Deux chiffres comptent plus que le débit brut :

  • La latence. Pour le routage météo, la VoIP ou un tableau de bord en direct, 60 ms paraît naturel, 600 ms est pénible, 1500 ms est inutilisable.
  • La constance. Un lien à 20 Mbps qui tombe à zéro toutes les quatre minutes est pire qu'un lien stable à 3 Mbps qui ne cille jamais.

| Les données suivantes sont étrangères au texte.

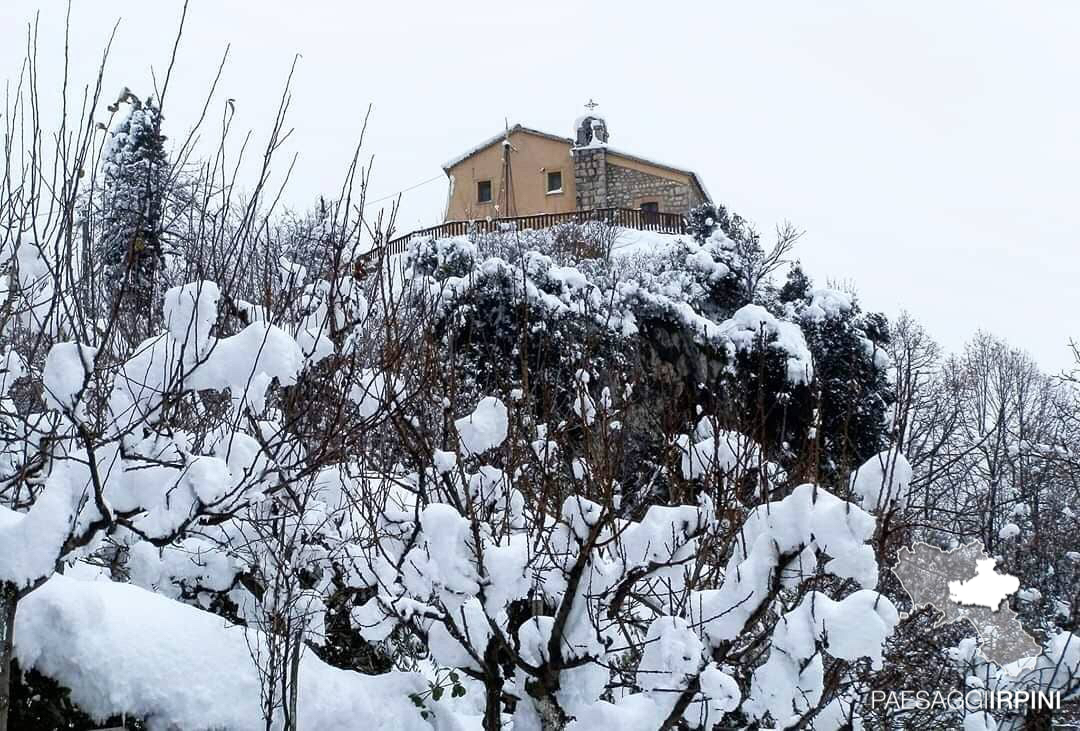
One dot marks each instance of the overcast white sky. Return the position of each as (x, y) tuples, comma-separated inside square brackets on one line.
[(930, 150)]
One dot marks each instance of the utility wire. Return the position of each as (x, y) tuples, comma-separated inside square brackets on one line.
[(403, 190)]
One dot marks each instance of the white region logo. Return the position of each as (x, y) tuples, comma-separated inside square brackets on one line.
[(962, 584)]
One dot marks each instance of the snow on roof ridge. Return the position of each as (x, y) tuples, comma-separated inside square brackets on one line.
[(521, 127), (517, 126)]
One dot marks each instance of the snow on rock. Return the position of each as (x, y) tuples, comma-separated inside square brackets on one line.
[(247, 362), (809, 520), (190, 312), (485, 428), (67, 367), (855, 626), (826, 305), (882, 482), (31, 542), (752, 323), (122, 649), (717, 450), (12, 367), (673, 654), (1009, 530)]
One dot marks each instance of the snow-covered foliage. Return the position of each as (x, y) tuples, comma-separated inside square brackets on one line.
[(557, 479)]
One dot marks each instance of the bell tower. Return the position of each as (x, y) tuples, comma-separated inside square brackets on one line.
[(590, 159)]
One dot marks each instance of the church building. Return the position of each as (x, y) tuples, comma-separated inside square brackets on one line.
[(523, 172)]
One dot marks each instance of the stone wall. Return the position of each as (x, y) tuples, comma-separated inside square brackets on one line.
[(590, 177), (626, 188)]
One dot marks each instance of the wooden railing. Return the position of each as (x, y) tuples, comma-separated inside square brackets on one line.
[(629, 218)]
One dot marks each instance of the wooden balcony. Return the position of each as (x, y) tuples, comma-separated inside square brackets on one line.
[(628, 218)]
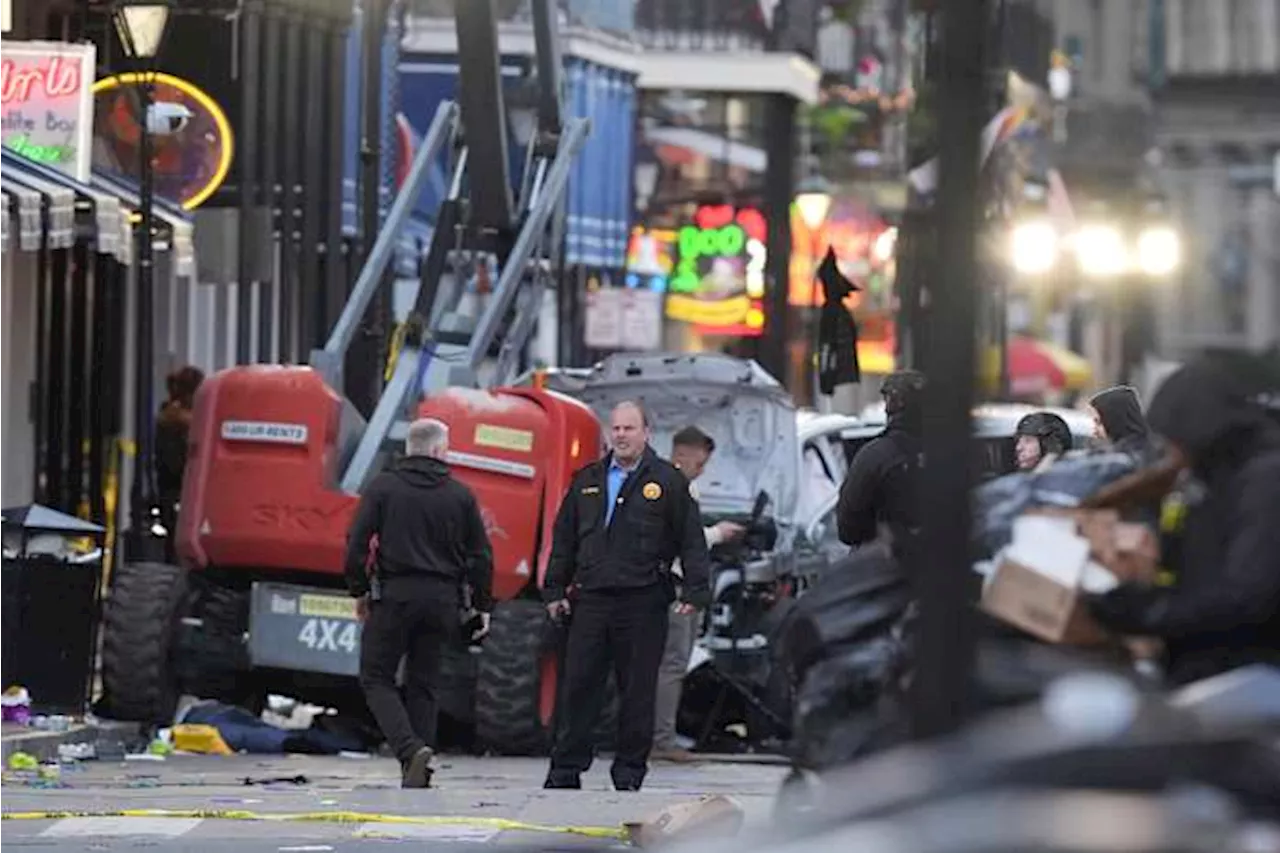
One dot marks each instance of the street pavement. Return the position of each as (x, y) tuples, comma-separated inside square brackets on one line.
[(304, 804)]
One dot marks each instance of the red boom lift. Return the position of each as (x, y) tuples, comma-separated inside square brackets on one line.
[(278, 457)]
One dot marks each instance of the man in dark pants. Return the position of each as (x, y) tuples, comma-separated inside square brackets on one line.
[(430, 546), (624, 520)]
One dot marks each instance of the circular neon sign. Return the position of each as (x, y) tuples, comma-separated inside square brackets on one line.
[(192, 140)]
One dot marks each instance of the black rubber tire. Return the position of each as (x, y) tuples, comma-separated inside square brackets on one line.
[(508, 682), (222, 669), (140, 623)]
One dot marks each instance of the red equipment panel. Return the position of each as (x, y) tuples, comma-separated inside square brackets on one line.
[(260, 489), (516, 450), (261, 471)]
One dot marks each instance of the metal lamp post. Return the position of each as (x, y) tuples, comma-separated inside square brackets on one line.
[(813, 203), (141, 26)]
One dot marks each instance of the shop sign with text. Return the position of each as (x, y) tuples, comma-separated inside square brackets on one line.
[(718, 278), (46, 104)]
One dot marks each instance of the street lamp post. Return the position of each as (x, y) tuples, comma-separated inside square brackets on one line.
[(813, 201), (141, 26)]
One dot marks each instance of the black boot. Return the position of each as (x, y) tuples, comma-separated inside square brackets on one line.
[(416, 772)]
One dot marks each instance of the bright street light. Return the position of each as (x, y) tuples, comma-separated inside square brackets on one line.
[(813, 201), (1101, 251), (1033, 247), (885, 246), (1160, 251)]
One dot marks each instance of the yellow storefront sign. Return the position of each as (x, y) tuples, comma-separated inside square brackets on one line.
[(731, 311), (327, 606), (504, 438)]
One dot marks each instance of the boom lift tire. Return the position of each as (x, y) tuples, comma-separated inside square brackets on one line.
[(220, 667), (510, 680), (138, 628)]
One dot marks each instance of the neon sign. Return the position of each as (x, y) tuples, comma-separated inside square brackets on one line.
[(48, 154), (718, 278), (46, 109)]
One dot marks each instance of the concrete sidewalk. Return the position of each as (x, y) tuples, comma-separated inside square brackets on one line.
[(44, 744)]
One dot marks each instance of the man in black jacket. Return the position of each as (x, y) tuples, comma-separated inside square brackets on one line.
[(880, 493), (1118, 420), (430, 547), (624, 520), (1224, 611)]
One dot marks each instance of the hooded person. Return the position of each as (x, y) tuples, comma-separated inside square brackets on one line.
[(1041, 434), (1224, 610), (1119, 422), (878, 496)]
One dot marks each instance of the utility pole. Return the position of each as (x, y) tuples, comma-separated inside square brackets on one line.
[(364, 369), (946, 626)]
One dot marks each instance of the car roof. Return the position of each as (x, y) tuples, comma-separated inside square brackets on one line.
[(810, 423), (993, 420)]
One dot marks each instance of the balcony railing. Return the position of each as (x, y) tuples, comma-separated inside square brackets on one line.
[(611, 16), (727, 26)]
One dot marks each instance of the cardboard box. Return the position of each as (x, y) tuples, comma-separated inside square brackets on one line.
[(1041, 606), (1040, 579), (700, 820), (1128, 551)]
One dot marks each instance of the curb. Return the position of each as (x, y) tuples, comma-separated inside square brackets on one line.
[(44, 744)]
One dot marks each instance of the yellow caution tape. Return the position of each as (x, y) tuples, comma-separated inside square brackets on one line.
[(498, 824)]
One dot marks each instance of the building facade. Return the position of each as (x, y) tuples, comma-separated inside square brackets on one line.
[(1217, 128)]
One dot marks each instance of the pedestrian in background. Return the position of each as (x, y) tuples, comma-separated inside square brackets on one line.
[(878, 500), (690, 451), (1038, 437), (172, 436), (432, 553), (622, 523)]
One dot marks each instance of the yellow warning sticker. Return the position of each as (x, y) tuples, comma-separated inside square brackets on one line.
[(327, 606), (504, 438)]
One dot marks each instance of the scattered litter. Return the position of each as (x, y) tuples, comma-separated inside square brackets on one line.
[(278, 780), (200, 739), (16, 706), (56, 723), (77, 751), (496, 824)]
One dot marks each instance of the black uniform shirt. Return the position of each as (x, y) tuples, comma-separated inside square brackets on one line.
[(654, 521)]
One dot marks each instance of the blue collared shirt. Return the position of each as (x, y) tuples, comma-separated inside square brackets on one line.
[(617, 475)]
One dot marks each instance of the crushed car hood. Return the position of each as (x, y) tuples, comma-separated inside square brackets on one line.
[(736, 402)]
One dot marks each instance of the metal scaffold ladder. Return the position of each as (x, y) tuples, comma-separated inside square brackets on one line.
[(451, 333)]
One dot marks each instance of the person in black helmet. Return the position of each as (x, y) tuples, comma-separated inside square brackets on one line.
[(878, 496), (1223, 611), (1037, 436)]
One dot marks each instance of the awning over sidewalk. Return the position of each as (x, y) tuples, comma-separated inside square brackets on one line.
[(172, 217), (54, 206)]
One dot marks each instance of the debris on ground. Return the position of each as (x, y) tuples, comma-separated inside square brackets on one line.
[(16, 706), (23, 761), (705, 819)]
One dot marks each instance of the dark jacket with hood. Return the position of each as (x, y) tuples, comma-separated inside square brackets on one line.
[(882, 486), (428, 527), (656, 521), (1224, 611), (1120, 411)]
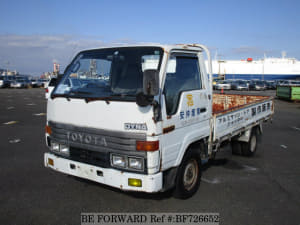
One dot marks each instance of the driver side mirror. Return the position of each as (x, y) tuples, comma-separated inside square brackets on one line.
[(150, 82)]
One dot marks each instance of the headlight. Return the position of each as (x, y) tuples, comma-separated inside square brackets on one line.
[(135, 163), (64, 149), (118, 161), (54, 146)]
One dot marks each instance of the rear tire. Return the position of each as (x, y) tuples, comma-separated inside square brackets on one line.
[(249, 148), (236, 147), (188, 176)]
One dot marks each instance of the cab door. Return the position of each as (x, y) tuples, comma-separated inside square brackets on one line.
[(185, 104)]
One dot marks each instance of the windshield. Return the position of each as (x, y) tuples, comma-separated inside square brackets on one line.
[(108, 72)]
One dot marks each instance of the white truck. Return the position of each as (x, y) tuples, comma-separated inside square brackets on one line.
[(144, 118)]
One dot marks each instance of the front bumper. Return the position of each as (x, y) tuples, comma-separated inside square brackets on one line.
[(108, 176)]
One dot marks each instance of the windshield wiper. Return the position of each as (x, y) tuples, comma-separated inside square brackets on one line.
[(53, 96), (79, 92)]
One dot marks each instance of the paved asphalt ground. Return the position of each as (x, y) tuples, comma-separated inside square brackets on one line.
[(264, 189)]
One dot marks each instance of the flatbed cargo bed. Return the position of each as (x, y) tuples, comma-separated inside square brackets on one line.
[(234, 114)]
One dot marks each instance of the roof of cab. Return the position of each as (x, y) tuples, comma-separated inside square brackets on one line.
[(192, 47)]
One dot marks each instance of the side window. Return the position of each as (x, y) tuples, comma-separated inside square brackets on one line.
[(183, 74)]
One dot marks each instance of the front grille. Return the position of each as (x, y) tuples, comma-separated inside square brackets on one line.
[(94, 146), (90, 157)]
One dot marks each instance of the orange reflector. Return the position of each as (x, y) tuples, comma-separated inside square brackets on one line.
[(134, 182), (48, 130), (50, 162), (147, 146)]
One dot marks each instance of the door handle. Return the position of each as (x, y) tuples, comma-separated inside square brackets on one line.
[(202, 110)]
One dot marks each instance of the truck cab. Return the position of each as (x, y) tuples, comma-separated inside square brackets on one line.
[(138, 118)]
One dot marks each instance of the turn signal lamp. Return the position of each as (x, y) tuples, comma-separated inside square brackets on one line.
[(50, 162), (48, 130), (149, 146), (134, 182)]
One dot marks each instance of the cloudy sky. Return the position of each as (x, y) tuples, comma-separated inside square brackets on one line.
[(36, 33)]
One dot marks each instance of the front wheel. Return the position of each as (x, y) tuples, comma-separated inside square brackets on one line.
[(188, 176)]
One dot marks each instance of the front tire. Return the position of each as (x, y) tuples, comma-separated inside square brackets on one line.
[(188, 175)]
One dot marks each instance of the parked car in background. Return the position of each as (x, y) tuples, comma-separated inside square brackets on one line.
[(20, 82), (239, 85), (290, 83), (44, 82), (50, 86), (257, 85), (223, 84), (35, 83), (4, 82), (270, 84)]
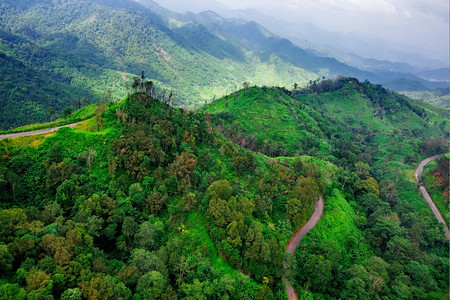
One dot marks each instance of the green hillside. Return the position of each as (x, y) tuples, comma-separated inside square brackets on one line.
[(268, 120), (377, 231), (142, 201), (97, 46)]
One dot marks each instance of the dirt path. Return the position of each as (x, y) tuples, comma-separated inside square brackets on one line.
[(292, 245), (27, 133), (435, 210)]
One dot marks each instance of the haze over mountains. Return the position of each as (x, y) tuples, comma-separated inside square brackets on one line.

Le débit ne compte qu'une fois ces deux points réglés. Très peu d'usages sur un bateau de croisière nécessitent réellement plus de 5 Mbps en descendant.

4G/LTE : le cheval de trait côtier

Le long du littoral européen, un routeur 4G bien installé reste le lien le plus rentable. La couverture s'étend typiquement de 15 à 30 milles nautiques au large des côtes peuplées, avec des zones mortes derrière les falaises, dans certains fjords et au milieu des grandes baies où les antennes relais pointent vers les terres. En Méditerranée, la couverture est souvent exploitable bien au-delà de 20 NM ; sur les traversées atlantiques, elle décroît plus vite car les pylônes sont plus espacés.

Ce qui fait réellement fonctionner une installation 4G marine :

  • Une antenne MIMO externe, montée en hauteur et dégagée du gréement dormant. Deux ports d'antenne sur le routeur, deux câbles, deux éléments d'antenne. Les antennes internes dans un carré sont de l'argent gaspillé sur un bateau à structure métallique ou carbone.
  • Un modem cat 6 ou cat 12. La cat 4 suffit en ville, mais c'est l'agrégation des catégories supérieures qui permet d'extraire un signal exploitable d'un pylône lointain.
  • Une SIM multi-opérateur, ou au minimum une double SIM. Un opérateur français unique vous laissera tomber dès que vous passerez en Espagne ou en Italie, même avec l'itinérance, car le basculement entre opérateurs en mer est souvent lent.
  • Une alimentation DC native. Tout ce que vous faites passer par un onduleur est un problème en devenir. Un routeur qui accepte 9 à 30 V directement consommera entre 5 et 15 W en usage normal.

La 4G est aussi le meilleur rapport qualité-prix pour la télémétrie. L'Oria Box utilise la 4G avec une SIM multi-opérateur incluse parce que, pour lire le bus NMEA 2000, remonter les heures moteur, les positions et les alertes, la charge utile est minuscule et l'enveloppe de couverture correspond à l'endroit où la plupart des propriétaires naviguent réellement. Pour le contexte de câblage nécessaire pour alimenter un routeur ou une unité de télémétrie depuis le réseau du bord, voyez notre guide sur les réseaux NMEA 2000 et l'ajout de capteurs.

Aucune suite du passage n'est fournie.